Performance results datastore
Summary
This blueprint proposes a Performance Results Data store to build off of the GitLab Performance Tool by centralizing performance metrics in order to enable data-informed decisions, dynamic baselines, and integrate performance awareness throughout the development lifecycle.
Goals
- Create a centralized repository for all performance test results
- Enable programmatic access to performance data for analysis and visualization
- Enable trend analysis between different test runs, environments, and GitLab versions
- Provide a foundation for automated performance regression detection
- Integrate with existing CI/CD pipelines for automatic data collection
- Support both high-level aggregated metrics and detailed raw performance data
- Enable dynamic baseline creation based on historical data
Non-Goals
- Replacing existing performance testing tools: We’ll enhance and integrate with tools like GitLab Performance Tool rather than replacing them
- Duplicating our monitoring infrastructure: We’ll leverage our current monitoring solutions rather than creating parallel systems
- Reinventing visualization: We’ll continue to make use of current visualization tools instead of creating custom alternatives
- Competing with real-time monitoring: We’ll complement our existing real-time monitoring capabilities rather than replacing them
- Expanding beyond performance focus: We’ll maintain a dedicated focus on performance metrics to ensure depth and relevance of insights
This initiative is about amplification and evolution of our performance capabilities, not replacement.

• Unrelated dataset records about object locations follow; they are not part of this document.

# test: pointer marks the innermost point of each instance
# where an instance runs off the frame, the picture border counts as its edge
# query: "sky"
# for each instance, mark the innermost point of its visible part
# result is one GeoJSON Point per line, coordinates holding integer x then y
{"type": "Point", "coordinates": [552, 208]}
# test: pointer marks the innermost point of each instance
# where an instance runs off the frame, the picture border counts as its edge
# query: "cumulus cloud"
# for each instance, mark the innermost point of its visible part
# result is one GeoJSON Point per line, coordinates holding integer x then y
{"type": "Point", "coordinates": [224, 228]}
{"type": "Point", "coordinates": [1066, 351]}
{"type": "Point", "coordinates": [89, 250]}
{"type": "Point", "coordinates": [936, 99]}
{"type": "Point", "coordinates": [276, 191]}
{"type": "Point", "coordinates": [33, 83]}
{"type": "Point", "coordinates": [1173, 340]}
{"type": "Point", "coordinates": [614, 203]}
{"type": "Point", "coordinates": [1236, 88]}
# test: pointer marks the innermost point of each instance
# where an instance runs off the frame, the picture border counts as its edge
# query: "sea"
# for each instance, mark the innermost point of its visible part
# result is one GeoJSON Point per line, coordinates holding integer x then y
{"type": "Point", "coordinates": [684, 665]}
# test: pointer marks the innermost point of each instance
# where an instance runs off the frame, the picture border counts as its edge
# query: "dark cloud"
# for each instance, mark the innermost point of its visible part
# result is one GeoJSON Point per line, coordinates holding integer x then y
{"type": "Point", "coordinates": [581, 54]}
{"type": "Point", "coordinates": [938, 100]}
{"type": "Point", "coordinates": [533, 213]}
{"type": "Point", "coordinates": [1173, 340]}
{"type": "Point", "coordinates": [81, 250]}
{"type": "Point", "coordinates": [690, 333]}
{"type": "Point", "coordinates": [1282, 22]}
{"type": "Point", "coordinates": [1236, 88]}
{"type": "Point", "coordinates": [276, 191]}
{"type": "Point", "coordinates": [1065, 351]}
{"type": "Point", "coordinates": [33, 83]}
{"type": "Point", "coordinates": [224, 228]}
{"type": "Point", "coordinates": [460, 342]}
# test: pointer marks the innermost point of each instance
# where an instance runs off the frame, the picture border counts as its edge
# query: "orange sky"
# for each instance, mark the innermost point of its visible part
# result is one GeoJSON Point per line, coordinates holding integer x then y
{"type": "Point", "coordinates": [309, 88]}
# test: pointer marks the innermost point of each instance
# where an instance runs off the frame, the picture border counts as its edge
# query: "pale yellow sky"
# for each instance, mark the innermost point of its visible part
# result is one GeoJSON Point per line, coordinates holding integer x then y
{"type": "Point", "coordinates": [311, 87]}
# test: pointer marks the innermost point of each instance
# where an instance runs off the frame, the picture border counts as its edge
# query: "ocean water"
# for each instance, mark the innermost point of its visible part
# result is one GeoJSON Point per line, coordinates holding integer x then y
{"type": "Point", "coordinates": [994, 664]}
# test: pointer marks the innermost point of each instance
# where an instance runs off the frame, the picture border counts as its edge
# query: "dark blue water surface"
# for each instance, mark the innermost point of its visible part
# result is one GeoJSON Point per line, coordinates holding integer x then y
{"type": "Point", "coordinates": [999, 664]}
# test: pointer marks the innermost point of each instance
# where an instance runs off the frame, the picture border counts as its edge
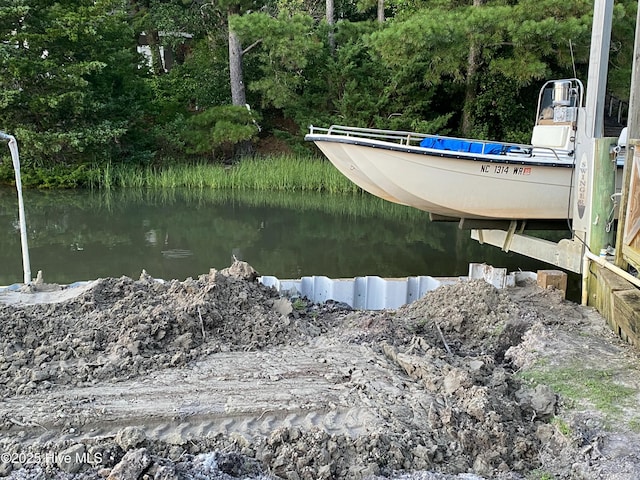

We’re building upon the solid foundation created by previous work to unlock new possibilities without discarding the valuable systems already in place.
Proposal
We propose building a Performance Results Datastore to enable cross functional analysis and interpretation of the performance metrics. Key capabilities will include:
- Support multiple types of performance tests
- Store results with rich metadata (GitLab version, environment details, test parameters)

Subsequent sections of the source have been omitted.